With spirituality, though, because you decide on what all the issues, ideals, practices, requirements, etc. are, they’re all evenly balanced from you. They’re suited to you, and they were made for you, with you in mind, by you who practice the spirituality, and so on. That’s why it’s like a circle with only you in it, and you at the centre of it.
For me, given how important what religion and spirituality could be for a person, I opt for the latter without a doubt ever. It’s too important a thing to sacrifice and leave in the control of others. I also think that’s the problem with a lot of religious people. They just squeeze themselves into some circle and just exist, or move about, in it as needed. They put up with the fact they’re not at the centre of it, which isn’t a selfish thing because one can sacrifice a lot for the good of others in spirituality. One just doesn’t have to sacrifice one’s beliefs like that, nor buy into the beliefs of others and follow it blindly just to stay in the circle, which is a major downfall of religions.
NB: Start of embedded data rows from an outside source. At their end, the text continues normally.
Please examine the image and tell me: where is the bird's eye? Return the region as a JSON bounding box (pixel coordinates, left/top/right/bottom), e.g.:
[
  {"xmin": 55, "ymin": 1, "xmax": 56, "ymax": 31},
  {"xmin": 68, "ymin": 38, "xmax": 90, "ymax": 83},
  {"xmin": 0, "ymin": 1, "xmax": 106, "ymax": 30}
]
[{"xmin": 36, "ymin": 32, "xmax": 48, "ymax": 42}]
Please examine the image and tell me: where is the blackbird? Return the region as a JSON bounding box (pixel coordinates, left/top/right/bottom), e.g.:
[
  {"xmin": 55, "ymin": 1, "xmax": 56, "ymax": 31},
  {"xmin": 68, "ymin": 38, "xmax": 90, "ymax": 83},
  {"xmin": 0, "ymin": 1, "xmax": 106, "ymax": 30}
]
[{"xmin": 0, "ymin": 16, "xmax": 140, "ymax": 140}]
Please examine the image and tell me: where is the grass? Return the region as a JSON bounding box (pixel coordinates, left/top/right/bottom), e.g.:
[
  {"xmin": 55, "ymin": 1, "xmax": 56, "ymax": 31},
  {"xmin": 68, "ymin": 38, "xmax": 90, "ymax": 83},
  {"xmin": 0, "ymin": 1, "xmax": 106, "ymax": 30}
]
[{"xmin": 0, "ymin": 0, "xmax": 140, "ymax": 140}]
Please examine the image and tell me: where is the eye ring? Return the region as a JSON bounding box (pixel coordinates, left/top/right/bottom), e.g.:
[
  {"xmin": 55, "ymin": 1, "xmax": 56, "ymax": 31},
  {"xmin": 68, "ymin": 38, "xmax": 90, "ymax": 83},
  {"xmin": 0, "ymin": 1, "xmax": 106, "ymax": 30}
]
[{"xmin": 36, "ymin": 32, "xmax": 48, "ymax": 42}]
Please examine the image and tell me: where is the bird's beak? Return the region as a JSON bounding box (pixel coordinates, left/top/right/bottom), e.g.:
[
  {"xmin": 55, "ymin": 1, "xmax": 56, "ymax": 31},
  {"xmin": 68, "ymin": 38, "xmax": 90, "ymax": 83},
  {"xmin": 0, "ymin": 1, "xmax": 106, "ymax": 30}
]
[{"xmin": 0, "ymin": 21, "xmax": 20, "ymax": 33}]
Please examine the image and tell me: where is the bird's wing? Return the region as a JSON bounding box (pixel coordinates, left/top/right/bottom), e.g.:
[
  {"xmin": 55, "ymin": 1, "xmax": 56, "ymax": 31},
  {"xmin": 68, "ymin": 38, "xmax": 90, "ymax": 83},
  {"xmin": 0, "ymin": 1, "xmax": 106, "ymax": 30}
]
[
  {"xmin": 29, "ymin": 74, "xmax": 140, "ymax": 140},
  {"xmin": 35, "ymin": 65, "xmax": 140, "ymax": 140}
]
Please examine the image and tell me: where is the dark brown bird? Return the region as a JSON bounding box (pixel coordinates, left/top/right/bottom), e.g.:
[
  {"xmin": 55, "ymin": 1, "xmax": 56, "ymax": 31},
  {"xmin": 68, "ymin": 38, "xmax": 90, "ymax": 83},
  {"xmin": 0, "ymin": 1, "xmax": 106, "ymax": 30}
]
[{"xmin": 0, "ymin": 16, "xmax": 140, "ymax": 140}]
Regardless of what you or others think, though, this poem is about as elegantly and as fully as I can summarize the difference between religion and spirituality.
The O-series of poems are one stanza poems composed before I got onto writing haiku and tanka, and short poetry while in action or traveling by select means like plane or ferry. These poems are 3-9 lines long with at least one rhyming couplet, and not of the short forms just mentioned. For the sake of elegance, I just called the collection One.